First, I received a print catalog through the mail from the New York Metropolitan Museum of Art in mid-November.
Now, I'm not sure how they got my work address or even knew that I might be inclined to shop in their store--I haven't been to New York in years and I am not a current member of their museum.
I suspect that my subscription to our Houston Museums and being a member of a firm that supports our local museum may have meant that my name and work address might have been sold to them.
After perusing the catalog's glossy pages for several days and admiring the beautiful colors of a particular piece that I thought that my mother might like, I finally logged into their web site to check out their site, any current deals and examined the one item more closely.
I finally took the catalog home on the first week-end of December.
That Sunday, I went online with the intent to buy. I ended up doing all of my Christmas shopping for my entire list with the store and, in the interest of future discounts, became a museum member, to boot. In the last few minutes of my shopping, I made a quick call to the museum's customer service department to confirm discount codes.
My shopping was done in about 15 minutes. But in reality, the purchases had been percolating for weeks.
The lesson? My very large spend--well, for me, anyways--was a result of both print and digital efforts. Marketing is not limited to just one touch--it is multiple touches by multiple channels.
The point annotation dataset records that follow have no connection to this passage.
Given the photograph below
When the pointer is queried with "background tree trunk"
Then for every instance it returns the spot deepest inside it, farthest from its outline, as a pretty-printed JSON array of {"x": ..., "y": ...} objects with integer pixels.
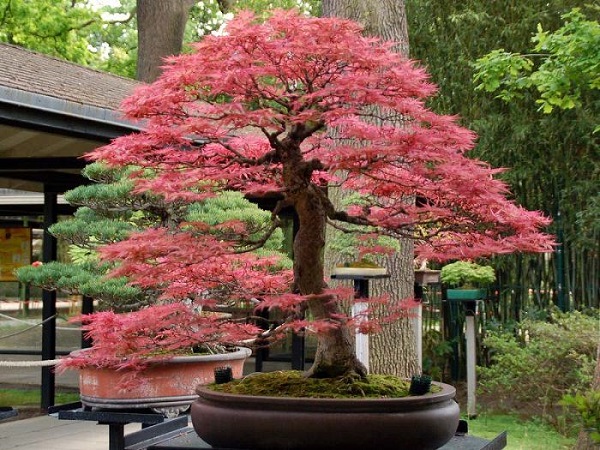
[
  {"x": 585, "y": 442},
  {"x": 393, "y": 350},
  {"x": 161, "y": 25}
]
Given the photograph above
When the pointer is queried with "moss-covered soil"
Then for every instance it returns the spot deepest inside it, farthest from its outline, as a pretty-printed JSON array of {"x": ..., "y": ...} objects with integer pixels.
[{"x": 294, "y": 384}]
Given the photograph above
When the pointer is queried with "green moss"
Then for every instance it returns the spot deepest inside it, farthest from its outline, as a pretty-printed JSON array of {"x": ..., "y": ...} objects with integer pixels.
[{"x": 294, "y": 384}]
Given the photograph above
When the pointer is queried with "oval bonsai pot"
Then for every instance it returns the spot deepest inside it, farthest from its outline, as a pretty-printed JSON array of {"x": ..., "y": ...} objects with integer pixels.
[
  {"x": 168, "y": 383},
  {"x": 281, "y": 423}
]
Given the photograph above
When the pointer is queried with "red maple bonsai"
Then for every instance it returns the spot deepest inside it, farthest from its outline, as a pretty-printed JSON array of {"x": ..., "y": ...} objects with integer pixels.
[{"x": 284, "y": 109}]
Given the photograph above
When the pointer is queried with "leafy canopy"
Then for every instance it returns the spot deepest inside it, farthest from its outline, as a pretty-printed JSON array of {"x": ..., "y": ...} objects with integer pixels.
[
  {"x": 282, "y": 109},
  {"x": 567, "y": 70}
]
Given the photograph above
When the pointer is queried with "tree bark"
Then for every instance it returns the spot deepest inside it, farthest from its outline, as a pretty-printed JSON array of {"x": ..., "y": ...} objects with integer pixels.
[
  {"x": 392, "y": 351},
  {"x": 335, "y": 352},
  {"x": 161, "y": 25}
]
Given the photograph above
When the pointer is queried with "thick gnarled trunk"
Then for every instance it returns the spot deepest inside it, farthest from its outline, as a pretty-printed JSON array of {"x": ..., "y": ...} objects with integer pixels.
[
  {"x": 335, "y": 355},
  {"x": 392, "y": 351}
]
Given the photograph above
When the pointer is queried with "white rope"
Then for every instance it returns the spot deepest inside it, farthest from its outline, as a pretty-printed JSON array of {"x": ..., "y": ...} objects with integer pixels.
[
  {"x": 43, "y": 363},
  {"x": 33, "y": 325}
]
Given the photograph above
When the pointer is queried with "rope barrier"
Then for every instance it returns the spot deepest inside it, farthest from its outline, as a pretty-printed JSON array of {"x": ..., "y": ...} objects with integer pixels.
[{"x": 33, "y": 325}]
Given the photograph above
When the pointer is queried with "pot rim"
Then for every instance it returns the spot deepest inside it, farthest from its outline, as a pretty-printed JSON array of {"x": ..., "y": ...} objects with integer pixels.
[{"x": 238, "y": 353}]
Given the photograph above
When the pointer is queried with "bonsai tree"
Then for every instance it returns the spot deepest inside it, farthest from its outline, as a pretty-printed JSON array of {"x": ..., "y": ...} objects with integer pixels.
[
  {"x": 126, "y": 332},
  {"x": 281, "y": 110},
  {"x": 467, "y": 275}
]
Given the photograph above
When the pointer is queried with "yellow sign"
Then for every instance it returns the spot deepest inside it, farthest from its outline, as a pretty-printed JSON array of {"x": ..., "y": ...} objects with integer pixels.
[{"x": 15, "y": 251}]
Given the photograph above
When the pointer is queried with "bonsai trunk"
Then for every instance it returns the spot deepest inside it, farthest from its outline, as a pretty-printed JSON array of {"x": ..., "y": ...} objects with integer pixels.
[{"x": 335, "y": 355}]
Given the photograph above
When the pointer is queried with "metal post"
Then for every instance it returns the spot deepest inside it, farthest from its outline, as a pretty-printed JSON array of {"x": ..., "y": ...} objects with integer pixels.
[
  {"x": 361, "y": 291},
  {"x": 87, "y": 307},
  {"x": 471, "y": 308},
  {"x": 48, "y": 304}
]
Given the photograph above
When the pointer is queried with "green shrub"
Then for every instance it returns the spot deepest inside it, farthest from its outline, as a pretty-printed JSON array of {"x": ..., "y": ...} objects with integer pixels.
[{"x": 539, "y": 362}]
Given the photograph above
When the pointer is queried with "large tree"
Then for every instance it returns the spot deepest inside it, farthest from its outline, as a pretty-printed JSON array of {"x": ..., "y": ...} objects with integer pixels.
[
  {"x": 251, "y": 111},
  {"x": 161, "y": 26},
  {"x": 563, "y": 68},
  {"x": 551, "y": 156},
  {"x": 387, "y": 20}
]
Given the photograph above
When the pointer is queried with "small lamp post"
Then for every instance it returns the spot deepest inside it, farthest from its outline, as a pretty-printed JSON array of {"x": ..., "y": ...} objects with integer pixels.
[{"x": 360, "y": 277}]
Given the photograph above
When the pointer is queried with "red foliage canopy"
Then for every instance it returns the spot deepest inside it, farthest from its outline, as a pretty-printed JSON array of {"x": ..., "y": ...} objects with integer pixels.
[{"x": 285, "y": 108}]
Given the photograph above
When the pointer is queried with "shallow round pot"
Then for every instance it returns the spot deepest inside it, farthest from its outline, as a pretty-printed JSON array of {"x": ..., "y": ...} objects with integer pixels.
[
  {"x": 168, "y": 383},
  {"x": 424, "y": 422}
]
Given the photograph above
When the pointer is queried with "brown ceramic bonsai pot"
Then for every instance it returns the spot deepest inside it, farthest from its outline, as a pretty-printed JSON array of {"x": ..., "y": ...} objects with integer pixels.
[
  {"x": 424, "y": 422},
  {"x": 168, "y": 386}
]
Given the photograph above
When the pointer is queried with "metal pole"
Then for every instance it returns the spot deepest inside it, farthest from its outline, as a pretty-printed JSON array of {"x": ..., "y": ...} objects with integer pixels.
[
  {"x": 48, "y": 304},
  {"x": 361, "y": 291},
  {"x": 471, "y": 359}
]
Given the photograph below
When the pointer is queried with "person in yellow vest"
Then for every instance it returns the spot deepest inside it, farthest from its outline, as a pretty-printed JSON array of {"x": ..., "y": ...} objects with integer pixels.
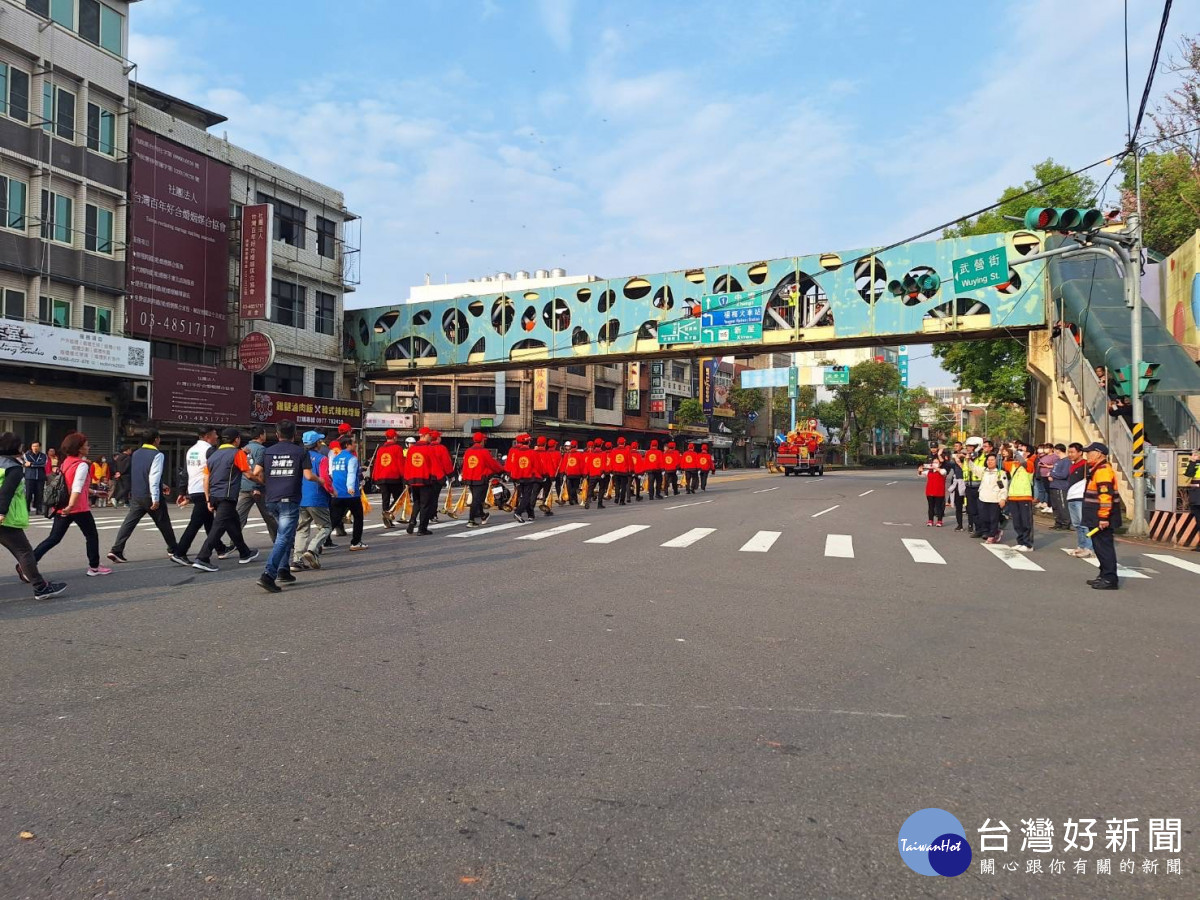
[
  {"x": 1102, "y": 514},
  {"x": 1020, "y": 499}
]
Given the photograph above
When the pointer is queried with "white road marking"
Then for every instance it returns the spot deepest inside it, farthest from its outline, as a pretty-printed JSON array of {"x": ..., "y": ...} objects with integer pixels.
[
  {"x": 617, "y": 535},
  {"x": 1013, "y": 558},
  {"x": 761, "y": 543},
  {"x": 922, "y": 551},
  {"x": 683, "y": 505},
  {"x": 553, "y": 532},
  {"x": 840, "y": 545},
  {"x": 688, "y": 538},
  {"x": 1122, "y": 571},
  {"x": 1171, "y": 561},
  {"x": 489, "y": 529}
]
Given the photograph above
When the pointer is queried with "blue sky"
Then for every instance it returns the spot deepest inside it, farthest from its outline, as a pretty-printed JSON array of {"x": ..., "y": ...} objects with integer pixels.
[{"x": 616, "y": 138}]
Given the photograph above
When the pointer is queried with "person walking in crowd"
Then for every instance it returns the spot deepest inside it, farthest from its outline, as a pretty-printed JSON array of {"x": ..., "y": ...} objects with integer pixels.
[
  {"x": 1077, "y": 484},
  {"x": 346, "y": 473},
  {"x": 478, "y": 468},
  {"x": 147, "y": 493},
  {"x": 223, "y": 473},
  {"x": 196, "y": 461},
  {"x": 286, "y": 468},
  {"x": 1057, "y": 485},
  {"x": 1102, "y": 514},
  {"x": 935, "y": 490},
  {"x": 993, "y": 496},
  {"x": 36, "y": 466},
  {"x": 77, "y": 474},
  {"x": 1020, "y": 499},
  {"x": 388, "y": 474},
  {"x": 315, "y": 525},
  {"x": 251, "y": 491},
  {"x": 15, "y": 517}
]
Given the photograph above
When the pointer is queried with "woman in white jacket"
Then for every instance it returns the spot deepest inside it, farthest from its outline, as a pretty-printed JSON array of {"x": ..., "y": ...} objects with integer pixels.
[{"x": 993, "y": 496}]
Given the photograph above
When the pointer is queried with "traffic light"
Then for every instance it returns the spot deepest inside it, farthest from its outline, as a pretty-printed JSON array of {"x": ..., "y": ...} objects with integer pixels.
[{"x": 1063, "y": 219}]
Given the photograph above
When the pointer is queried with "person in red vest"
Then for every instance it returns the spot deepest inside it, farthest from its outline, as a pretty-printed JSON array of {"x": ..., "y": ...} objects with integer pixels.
[
  {"x": 706, "y": 466},
  {"x": 478, "y": 467},
  {"x": 595, "y": 468},
  {"x": 388, "y": 473},
  {"x": 654, "y": 469},
  {"x": 671, "y": 471},
  {"x": 523, "y": 469},
  {"x": 574, "y": 469},
  {"x": 419, "y": 475},
  {"x": 690, "y": 463},
  {"x": 635, "y": 478},
  {"x": 622, "y": 465}
]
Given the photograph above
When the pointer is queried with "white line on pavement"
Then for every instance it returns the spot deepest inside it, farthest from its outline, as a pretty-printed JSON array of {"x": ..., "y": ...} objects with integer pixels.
[
  {"x": 922, "y": 551},
  {"x": 1013, "y": 558},
  {"x": 761, "y": 543},
  {"x": 1122, "y": 571},
  {"x": 840, "y": 545},
  {"x": 688, "y": 538},
  {"x": 555, "y": 531},
  {"x": 617, "y": 535},
  {"x": 489, "y": 529},
  {"x": 1171, "y": 561}
]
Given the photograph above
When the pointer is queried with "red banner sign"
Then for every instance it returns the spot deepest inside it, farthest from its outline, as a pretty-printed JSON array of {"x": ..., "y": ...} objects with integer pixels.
[
  {"x": 309, "y": 412},
  {"x": 256, "y": 261},
  {"x": 196, "y": 394},
  {"x": 178, "y": 269}
]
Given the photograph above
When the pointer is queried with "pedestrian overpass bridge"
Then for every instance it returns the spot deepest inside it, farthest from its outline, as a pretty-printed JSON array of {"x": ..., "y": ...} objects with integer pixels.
[{"x": 859, "y": 298}]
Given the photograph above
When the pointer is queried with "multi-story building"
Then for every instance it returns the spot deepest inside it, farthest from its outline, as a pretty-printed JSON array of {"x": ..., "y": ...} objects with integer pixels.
[{"x": 64, "y": 113}]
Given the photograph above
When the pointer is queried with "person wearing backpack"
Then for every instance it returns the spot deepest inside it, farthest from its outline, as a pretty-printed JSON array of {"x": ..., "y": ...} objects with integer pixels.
[
  {"x": 76, "y": 473},
  {"x": 15, "y": 519}
]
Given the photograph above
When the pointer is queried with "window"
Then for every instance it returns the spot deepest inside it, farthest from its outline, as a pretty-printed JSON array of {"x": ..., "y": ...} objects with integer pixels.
[
  {"x": 281, "y": 378},
  {"x": 13, "y": 305},
  {"x": 58, "y": 111},
  {"x": 576, "y": 407},
  {"x": 99, "y": 231},
  {"x": 289, "y": 221},
  {"x": 101, "y": 130},
  {"x": 13, "y": 93},
  {"x": 323, "y": 383},
  {"x": 58, "y": 217},
  {"x": 327, "y": 238},
  {"x": 54, "y": 312},
  {"x": 325, "y": 306},
  {"x": 13, "y": 196},
  {"x": 436, "y": 397},
  {"x": 475, "y": 400},
  {"x": 97, "y": 318},
  {"x": 287, "y": 304}
]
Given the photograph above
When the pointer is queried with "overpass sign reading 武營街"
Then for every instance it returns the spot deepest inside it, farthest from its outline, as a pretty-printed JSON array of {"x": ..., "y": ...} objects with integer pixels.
[{"x": 905, "y": 294}]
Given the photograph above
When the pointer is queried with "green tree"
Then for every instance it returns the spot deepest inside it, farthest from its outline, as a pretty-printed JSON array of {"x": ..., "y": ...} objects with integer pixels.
[{"x": 995, "y": 370}]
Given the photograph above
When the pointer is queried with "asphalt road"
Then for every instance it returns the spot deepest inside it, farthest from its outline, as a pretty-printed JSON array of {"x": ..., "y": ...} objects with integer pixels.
[{"x": 479, "y": 714}]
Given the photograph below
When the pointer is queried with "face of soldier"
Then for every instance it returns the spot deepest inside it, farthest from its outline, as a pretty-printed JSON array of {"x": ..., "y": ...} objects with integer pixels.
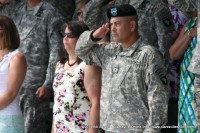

If you review my interaction with the Museum, you will see that I met with them in nearly every way possible but physically: print, PC, Android tablet and iPhone.
Don't put all of your eggs in any one basket be they print, digital, email, mailers, catalogs or whatever. They should all work in tandem.
As a marketer recently told me, we have all these different paint colors on our palette and we have to mix them just right. Otherwise, all you'll get is a really ugly brown.